Flagyl Side Effects & What You Can Do About Them
Medically reviewed on May 18, 2017 by L. Anderson, PharmD.
Flagyl: Decades of Bad Side Effects
The US Food and Drug Administration (FDA) first approved Flagyl (generic name: metronidazole) way back in the 1960's, so you've probably taken it, or know someone who has. It's a potent drug in the nitroimidazole class used to treat bacterial infections of the stomach and intestine, skin, joints, vagina, and respiratory tract. It's bactericidal (kills bacteria) and is used to treat ominous sounding organisms such as Bacteriodes fragilis, Helicobacter pylori, and Giardia lamblia.
Flagyl is an important drug, but is linked with many difficult side effects. So how can you better tolerate this medicine to cure what is most likely a serious bacterial infection?

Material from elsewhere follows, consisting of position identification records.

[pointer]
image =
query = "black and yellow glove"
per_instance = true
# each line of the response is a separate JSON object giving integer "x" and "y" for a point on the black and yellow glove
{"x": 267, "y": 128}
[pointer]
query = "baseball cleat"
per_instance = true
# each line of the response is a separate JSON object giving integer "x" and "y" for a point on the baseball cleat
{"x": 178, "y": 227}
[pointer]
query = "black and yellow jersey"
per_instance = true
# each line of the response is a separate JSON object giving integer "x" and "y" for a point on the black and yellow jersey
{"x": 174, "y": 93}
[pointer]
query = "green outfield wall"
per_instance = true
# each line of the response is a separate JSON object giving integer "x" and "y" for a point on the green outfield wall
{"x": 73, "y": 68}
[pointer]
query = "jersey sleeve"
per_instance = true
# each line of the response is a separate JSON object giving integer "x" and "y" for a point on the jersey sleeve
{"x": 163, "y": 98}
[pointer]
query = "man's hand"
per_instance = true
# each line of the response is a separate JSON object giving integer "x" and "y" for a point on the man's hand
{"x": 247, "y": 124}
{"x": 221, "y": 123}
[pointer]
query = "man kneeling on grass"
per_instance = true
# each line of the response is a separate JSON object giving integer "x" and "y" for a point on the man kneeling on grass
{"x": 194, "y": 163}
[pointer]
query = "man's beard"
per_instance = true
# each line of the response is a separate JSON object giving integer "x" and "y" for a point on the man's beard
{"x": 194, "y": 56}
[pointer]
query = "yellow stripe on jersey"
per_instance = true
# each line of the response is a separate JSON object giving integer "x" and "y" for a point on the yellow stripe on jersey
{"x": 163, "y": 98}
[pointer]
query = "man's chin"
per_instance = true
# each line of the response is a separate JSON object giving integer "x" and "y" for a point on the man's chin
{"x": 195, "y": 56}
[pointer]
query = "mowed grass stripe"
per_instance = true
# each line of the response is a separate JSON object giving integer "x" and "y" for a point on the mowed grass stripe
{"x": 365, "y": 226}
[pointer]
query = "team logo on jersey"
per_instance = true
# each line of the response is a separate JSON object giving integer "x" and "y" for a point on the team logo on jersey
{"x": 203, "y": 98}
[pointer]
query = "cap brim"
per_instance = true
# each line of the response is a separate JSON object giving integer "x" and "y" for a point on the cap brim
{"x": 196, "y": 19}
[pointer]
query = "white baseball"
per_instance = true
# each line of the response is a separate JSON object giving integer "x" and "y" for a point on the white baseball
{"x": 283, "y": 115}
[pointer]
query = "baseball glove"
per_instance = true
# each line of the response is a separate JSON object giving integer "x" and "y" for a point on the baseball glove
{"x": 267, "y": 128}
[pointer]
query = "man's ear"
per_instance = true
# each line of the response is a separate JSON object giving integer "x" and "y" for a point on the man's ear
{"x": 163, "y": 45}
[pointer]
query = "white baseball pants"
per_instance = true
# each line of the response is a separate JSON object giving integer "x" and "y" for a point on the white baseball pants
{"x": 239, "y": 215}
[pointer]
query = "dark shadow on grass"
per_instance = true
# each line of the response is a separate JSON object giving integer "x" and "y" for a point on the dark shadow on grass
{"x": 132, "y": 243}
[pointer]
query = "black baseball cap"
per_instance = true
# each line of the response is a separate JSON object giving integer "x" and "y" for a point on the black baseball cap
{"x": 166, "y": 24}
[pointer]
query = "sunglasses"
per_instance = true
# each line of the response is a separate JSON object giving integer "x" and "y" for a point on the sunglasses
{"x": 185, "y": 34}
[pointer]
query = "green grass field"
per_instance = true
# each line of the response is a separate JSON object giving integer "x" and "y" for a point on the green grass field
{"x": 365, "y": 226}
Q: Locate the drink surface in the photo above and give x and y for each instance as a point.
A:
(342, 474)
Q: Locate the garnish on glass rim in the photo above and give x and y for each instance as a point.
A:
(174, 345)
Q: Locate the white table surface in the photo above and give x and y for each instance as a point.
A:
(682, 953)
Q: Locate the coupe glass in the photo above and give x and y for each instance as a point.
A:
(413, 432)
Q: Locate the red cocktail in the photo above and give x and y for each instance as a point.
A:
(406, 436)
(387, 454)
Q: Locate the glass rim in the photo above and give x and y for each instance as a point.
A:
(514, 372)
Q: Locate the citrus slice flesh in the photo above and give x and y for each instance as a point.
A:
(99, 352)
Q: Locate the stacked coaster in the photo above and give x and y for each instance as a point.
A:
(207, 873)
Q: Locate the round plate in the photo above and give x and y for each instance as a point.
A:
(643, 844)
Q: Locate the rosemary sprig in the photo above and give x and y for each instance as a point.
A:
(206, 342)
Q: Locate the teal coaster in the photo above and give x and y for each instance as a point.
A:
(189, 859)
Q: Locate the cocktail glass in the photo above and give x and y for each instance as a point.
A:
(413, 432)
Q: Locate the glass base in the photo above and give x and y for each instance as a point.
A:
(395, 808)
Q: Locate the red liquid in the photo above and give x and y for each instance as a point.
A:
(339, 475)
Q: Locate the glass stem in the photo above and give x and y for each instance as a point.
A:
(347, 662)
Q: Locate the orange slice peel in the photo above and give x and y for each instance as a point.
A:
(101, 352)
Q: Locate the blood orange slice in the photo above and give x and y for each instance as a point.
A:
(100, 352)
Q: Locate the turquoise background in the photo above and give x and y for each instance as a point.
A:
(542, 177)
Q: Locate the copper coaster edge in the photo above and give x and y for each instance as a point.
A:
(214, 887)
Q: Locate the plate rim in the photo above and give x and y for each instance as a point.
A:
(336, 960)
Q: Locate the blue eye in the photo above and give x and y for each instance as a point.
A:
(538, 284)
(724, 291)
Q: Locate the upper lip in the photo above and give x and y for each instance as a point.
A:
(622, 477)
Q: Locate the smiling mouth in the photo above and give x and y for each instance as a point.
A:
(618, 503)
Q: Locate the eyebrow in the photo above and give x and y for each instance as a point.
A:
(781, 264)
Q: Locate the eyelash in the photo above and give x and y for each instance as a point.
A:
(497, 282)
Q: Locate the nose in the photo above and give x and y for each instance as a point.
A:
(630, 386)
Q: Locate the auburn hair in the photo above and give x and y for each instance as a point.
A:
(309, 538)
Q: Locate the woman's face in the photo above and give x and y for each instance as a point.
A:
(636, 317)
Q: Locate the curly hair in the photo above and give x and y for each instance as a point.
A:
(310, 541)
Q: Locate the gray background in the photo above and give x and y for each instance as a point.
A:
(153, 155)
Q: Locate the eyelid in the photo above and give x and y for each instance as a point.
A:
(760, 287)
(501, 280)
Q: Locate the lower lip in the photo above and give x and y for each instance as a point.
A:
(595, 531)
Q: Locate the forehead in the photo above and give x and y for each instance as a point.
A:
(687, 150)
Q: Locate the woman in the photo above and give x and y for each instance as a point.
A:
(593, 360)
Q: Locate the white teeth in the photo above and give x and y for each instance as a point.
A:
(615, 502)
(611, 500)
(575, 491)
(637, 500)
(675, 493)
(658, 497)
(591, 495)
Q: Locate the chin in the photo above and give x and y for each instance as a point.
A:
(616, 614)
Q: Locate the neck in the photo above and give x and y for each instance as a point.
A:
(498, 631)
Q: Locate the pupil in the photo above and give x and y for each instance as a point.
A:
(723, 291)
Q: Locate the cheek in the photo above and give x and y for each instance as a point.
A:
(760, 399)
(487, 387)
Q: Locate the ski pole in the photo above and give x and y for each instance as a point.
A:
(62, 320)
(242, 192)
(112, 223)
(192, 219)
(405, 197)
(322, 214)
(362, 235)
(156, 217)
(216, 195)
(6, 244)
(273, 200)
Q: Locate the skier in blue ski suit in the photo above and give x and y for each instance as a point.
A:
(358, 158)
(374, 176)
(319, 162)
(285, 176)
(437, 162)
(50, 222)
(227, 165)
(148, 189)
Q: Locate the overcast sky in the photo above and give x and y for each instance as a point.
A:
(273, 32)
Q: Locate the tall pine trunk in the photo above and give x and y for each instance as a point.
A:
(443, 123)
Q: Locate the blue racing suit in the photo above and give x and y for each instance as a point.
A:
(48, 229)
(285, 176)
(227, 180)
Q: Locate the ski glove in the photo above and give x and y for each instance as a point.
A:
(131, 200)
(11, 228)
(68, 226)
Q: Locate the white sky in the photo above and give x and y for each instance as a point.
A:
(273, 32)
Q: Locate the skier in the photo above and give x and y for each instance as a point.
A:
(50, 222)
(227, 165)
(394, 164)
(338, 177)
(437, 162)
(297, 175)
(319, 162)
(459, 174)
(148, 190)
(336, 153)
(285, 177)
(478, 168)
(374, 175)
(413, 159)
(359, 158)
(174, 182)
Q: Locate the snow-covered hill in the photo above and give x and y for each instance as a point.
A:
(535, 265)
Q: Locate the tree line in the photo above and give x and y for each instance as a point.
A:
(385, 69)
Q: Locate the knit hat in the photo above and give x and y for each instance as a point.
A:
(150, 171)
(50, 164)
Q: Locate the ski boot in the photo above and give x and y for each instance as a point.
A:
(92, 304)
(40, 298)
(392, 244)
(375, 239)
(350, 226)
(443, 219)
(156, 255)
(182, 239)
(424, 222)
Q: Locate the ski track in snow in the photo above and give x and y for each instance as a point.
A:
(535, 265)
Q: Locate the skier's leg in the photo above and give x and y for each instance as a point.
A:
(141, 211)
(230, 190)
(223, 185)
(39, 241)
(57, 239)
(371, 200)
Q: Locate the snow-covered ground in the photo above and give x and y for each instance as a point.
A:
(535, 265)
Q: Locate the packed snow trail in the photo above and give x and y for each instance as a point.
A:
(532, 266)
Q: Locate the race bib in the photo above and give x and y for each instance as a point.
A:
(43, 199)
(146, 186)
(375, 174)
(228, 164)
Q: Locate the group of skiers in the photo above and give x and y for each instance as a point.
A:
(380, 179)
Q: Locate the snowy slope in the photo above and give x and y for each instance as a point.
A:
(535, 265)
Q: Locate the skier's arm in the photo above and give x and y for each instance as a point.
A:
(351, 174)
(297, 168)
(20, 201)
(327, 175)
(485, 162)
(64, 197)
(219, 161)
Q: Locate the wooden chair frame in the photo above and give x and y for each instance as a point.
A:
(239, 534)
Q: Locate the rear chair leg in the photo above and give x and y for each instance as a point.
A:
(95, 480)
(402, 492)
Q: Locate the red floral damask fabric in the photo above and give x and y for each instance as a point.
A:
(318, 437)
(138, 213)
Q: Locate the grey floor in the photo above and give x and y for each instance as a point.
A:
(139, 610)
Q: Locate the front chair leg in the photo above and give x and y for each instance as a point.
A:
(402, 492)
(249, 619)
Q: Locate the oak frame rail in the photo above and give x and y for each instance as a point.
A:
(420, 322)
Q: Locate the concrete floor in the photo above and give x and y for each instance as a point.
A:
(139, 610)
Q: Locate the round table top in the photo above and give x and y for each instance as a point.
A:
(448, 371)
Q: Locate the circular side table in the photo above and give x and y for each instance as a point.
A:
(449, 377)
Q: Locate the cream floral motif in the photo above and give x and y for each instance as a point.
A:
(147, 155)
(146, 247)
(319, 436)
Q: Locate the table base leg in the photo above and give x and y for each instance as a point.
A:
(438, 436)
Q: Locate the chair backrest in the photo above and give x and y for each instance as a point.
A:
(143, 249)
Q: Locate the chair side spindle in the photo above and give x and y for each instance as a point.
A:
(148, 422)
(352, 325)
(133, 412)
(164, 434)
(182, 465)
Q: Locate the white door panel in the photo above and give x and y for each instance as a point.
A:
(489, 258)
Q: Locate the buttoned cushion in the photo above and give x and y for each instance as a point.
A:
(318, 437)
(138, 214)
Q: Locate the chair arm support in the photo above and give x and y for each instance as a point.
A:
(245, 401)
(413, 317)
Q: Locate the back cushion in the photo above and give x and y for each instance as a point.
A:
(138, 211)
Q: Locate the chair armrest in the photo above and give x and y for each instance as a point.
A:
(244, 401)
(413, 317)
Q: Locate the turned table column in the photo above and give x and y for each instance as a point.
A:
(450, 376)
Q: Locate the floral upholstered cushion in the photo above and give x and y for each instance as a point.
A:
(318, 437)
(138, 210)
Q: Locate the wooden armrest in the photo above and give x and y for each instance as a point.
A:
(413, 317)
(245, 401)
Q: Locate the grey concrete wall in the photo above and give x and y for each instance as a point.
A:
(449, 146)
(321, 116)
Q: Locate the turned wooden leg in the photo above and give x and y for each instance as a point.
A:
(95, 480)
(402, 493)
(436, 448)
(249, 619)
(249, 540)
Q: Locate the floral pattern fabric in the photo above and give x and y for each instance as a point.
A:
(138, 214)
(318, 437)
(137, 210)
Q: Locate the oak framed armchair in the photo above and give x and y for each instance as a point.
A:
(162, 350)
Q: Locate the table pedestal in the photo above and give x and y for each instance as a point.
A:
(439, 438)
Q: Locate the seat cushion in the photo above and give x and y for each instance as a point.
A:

Strengths and Uses: Metronidazole
Your metronidazole (Flagyl) dose and length of therapy will depend upon your infection. It's often prescribed to be taken by mouth two or three times a day for 7 to 14 days; it depends upon your infection. Metronidazole (Flagyl) comes in four oral strengths:
- 250 and 500 mg strength, regular-release tablets
- 375 mg regular release capsules
- 750 mg extended-release tablets
Metronidazole is used to treat some common infections like: Bacterial vaginosis, Bacterial stomach or intestinal infections, Pelvic Inflammatory diseases, Trichomoniasis (sexually transmitted infection due to a parasite), and many other types of bacterial infections. It's also available in an intravenous formulation, and as a cream or gel for topical acne treatment and vaginal infections.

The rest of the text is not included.